Les propriétaires de véhicules sont appelés à se mettre en règle en présentant les documents exigés par la loi, notamment le certificat de contrôle technique, la vignette, la taxe de stationnement ainsi que l’assurance. Pour les véhicules affectés au transport en commun, les contrôles portent également sur l’autorisation de transport et la patente, indispensables à l’exercice légal de cette activité.
À travers cette initiative, les autorités entendent améliorer la sécurité routière et lutter contre les infractions administratives qui persistent sur les routes de Lubumbashi.
Toutefois, cette campagne soulève déjà plusieurs préoccupations au sein de la société civile. Celle-ci dénonce notamment la délivrance de certificats de contrôle technique à certains propriétaires de véhicules sans que leurs engins ne soient effectivement soumis à une inspection dans les services compétents de l’État. Une pratique qui, selon elle, compromet l’objectif même du contrôle technique et expose les usagers de la route à des risques liés à la circulation de véhicules en mauvais état.

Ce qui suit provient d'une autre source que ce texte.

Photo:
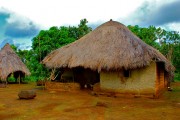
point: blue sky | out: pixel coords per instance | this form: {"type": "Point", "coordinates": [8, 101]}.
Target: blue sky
{"type": "Point", "coordinates": [21, 20]}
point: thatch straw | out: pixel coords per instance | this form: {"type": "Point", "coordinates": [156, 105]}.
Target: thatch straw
{"type": "Point", "coordinates": [111, 46]}
{"type": "Point", "coordinates": [10, 62]}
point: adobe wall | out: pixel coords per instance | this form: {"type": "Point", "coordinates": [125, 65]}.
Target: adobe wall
{"type": "Point", "coordinates": [141, 81]}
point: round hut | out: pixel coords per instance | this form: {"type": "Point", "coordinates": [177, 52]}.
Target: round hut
{"type": "Point", "coordinates": [125, 63]}
{"type": "Point", "coordinates": [10, 63]}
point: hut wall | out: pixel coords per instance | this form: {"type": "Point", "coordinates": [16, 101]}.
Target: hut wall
{"type": "Point", "coordinates": [140, 81]}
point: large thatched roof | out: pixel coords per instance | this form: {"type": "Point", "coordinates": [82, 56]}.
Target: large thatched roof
{"type": "Point", "coordinates": [10, 62]}
{"type": "Point", "coordinates": [111, 46]}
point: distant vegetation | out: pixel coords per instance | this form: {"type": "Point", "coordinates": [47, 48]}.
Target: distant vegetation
{"type": "Point", "coordinates": [167, 42]}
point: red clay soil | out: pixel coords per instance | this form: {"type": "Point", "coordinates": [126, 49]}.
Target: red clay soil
{"type": "Point", "coordinates": [81, 105]}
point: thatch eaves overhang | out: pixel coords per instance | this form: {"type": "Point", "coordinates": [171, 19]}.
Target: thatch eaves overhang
{"type": "Point", "coordinates": [10, 63]}
{"type": "Point", "coordinates": [111, 46]}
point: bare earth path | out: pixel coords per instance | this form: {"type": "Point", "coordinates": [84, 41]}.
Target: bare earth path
{"type": "Point", "coordinates": [51, 105]}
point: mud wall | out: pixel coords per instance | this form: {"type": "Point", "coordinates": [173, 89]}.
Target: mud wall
{"type": "Point", "coordinates": [140, 81]}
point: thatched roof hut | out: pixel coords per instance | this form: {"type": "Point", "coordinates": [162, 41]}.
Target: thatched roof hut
{"type": "Point", "coordinates": [122, 63]}
{"type": "Point", "coordinates": [10, 63]}
{"type": "Point", "coordinates": [111, 46]}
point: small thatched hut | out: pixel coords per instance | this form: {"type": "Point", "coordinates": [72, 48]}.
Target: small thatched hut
{"type": "Point", "coordinates": [11, 63]}
{"type": "Point", "coordinates": [123, 62]}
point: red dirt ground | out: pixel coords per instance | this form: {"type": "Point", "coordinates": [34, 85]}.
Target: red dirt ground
{"type": "Point", "coordinates": [81, 105]}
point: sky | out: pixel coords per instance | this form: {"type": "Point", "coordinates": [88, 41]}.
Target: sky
{"type": "Point", "coordinates": [21, 20]}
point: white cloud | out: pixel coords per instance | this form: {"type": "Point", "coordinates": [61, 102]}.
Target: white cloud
{"type": "Point", "coordinates": [59, 12]}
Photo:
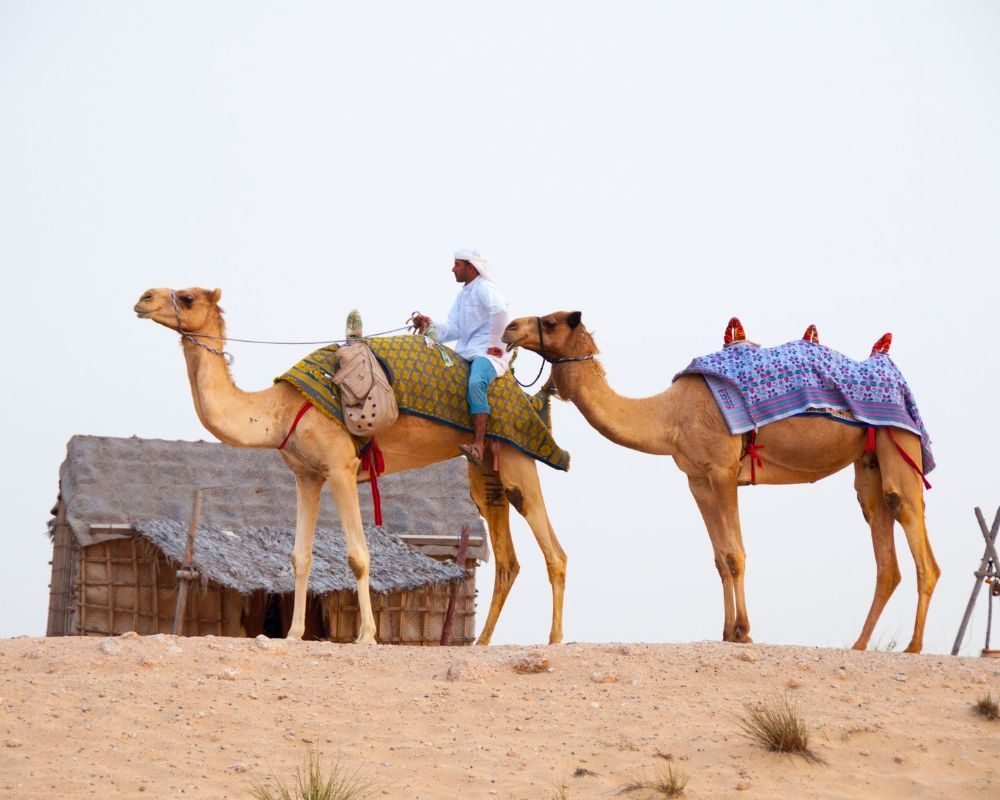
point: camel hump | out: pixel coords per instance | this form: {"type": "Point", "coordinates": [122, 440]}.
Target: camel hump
{"type": "Point", "coordinates": [734, 332]}
{"type": "Point", "coordinates": [882, 345]}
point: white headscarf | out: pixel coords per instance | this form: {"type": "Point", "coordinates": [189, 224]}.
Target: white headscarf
{"type": "Point", "coordinates": [478, 260]}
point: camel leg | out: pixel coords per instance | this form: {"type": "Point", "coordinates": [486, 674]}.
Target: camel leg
{"type": "Point", "coordinates": [524, 491]}
{"type": "Point", "coordinates": [717, 501]}
{"type": "Point", "coordinates": [903, 490]}
{"type": "Point", "coordinates": [307, 492]}
{"type": "Point", "coordinates": [344, 487]}
{"type": "Point", "coordinates": [487, 494]}
{"type": "Point", "coordinates": [868, 483]}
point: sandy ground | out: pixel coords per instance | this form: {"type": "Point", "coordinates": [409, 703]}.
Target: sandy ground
{"type": "Point", "coordinates": [162, 716]}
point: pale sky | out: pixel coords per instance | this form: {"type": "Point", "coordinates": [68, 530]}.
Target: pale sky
{"type": "Point", "coordinates": [658, 166]}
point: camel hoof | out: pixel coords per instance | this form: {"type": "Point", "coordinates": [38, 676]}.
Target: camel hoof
{"type": "Point", "coordinates": [471, 453]}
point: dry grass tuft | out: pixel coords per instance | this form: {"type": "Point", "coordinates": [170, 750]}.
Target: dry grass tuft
{"type": "Point", "coordinates": [312, 784]}
{"type": "Point", "coordinates": [559, 792]}
{"type": "Point", "coordinates": [987, 707]}
{"type": "Point", "coordinates": [777, 727]}
{"type": "Point", "coordinates": [666, 783]}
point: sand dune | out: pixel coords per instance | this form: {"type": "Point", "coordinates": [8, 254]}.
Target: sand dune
{"type": "Point", "coordinates": [162, 716]}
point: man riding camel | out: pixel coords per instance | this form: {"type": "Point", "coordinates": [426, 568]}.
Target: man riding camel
{"type": "Point", "coordinates": [476, 321]}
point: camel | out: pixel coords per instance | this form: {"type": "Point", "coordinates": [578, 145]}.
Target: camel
{"type": "Point", "coordinates": [320, 451]}
{"type": "Point", "coordinates": [684, 421]}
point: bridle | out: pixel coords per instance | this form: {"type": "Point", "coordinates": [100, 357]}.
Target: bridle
{"type": "Point", "coordinates": [177, 311]}
{"type": "Point", "coordinates": [545, 358]}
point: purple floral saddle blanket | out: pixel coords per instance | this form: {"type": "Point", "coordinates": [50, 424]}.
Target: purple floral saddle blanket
{"type": "Point", "coordinates": [758, 385]}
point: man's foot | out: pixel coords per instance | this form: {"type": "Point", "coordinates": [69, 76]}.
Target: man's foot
{"type": "Point", "coordinates": [473, 452]}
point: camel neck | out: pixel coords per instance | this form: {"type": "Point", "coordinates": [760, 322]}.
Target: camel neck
{"type": "Point", "coordinates": [233, 416]}
{"type": "Point", "coordinates": [623, 420]}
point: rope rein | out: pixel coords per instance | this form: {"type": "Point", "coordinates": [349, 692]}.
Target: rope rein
{"type": "Point", "coordinates": [229, 356]}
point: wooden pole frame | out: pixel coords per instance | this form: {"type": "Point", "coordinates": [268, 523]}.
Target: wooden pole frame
{"type": "Point", "coordinates": [988, 566]}
{"type": "Point", "coordinates": [186, 574]}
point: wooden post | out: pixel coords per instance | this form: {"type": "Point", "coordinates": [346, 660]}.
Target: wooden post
{"type": "Point", "coordinates": [982, 573]}
{"type": "Point", "coordinates": [186, 574]}
{"type": "Point", "coordinates": [449, 617]}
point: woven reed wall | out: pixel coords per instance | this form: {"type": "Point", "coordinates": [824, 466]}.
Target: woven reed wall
{"type": "Point", "coordinates": [411, 618]}
{"type": "Point", "coordinates": [126, 584]}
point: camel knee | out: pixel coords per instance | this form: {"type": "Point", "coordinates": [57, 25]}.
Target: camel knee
{"type": "Point", "coordinates": [557, 571]}
{"type": "Point", "coordinates": [301, 563]}
{"type": "Point", "coordinates": [507, 574]}
{"type": "Point", "coordinates": [889, 578]}
{"type": "Point", "coordinates": [359, 566]}
{"type": "Point", "coordinates": [516, 499]}
{"type": "Point", "coordinates": [894, 502]}
{"type": "Point", "coordinates": [734, 564]}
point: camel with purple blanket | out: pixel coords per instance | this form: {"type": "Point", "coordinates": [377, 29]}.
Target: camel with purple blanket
{"type": "Point", "coordinates": [794, 421]}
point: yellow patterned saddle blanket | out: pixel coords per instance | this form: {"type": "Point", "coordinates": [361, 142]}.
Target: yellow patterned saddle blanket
{"type": "Point", "coordinates": [431, 382]}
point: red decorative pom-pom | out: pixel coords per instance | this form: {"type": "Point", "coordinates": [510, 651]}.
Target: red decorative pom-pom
{"type": "Point", "coordinates": [882, 345]}
{"type": "Point", "coordinates": [734, 332]}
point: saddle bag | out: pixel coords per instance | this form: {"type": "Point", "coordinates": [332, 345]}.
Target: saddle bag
{"type": "Point", "coordinates": [366, 396]}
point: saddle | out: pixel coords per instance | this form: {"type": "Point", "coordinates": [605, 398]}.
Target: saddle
{"type": "Point", "coordinates": [366, 394]}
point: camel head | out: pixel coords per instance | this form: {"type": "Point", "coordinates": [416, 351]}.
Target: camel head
{"type": "Point", "coordinates": [560, 335]}
{"type": "Point", "coordinates": [192, 310]}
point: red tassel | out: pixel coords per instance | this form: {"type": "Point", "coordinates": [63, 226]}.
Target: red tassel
{"type": "Point", "coordinates": [753, 449]}
{"type": "Point", "coordinates": [908, 460]}
{"type": "Point", "coordinates": [870, 441]}
{"type": "Point", "coordinates": [372, 461]}
{"type": "Point", "coordinates": [882, 345]}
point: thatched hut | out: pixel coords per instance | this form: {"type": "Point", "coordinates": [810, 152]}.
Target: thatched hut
{"type": "Point", "coordinates": [120, 530]}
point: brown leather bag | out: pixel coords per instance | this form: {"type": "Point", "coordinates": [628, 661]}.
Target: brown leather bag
{"type": "Point", "coordinates": [366, 395]}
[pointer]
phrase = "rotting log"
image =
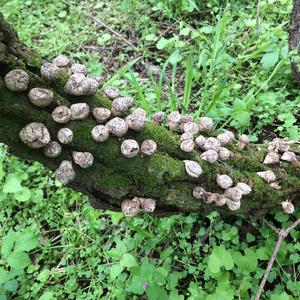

Autre sujet de controverse : la perception de la taxe de stationnement par la mairie de Lubumbashi. La société civile estime que cette taxe mérite davantage de clarification, rappelant que la ville ne dispose toujours pas de parkings publics suffisamment aménagés pour justifier son paiement. Elle invite ainsi les autorités à renforcer la transparence dans la gestion de cette redevance et à investir dans des infrastructures adaptées.
Si cette campagne traduit la volonté des autorités d’imposer plus de discipline sur les routes, plusieurs observateurs estiment qu’elle devra également s’accompagner d’une application rigoureuse et équitable des règles afin de restaurer la confiance des citoyens et de garantir une véritable amélioration de la sécurité routière.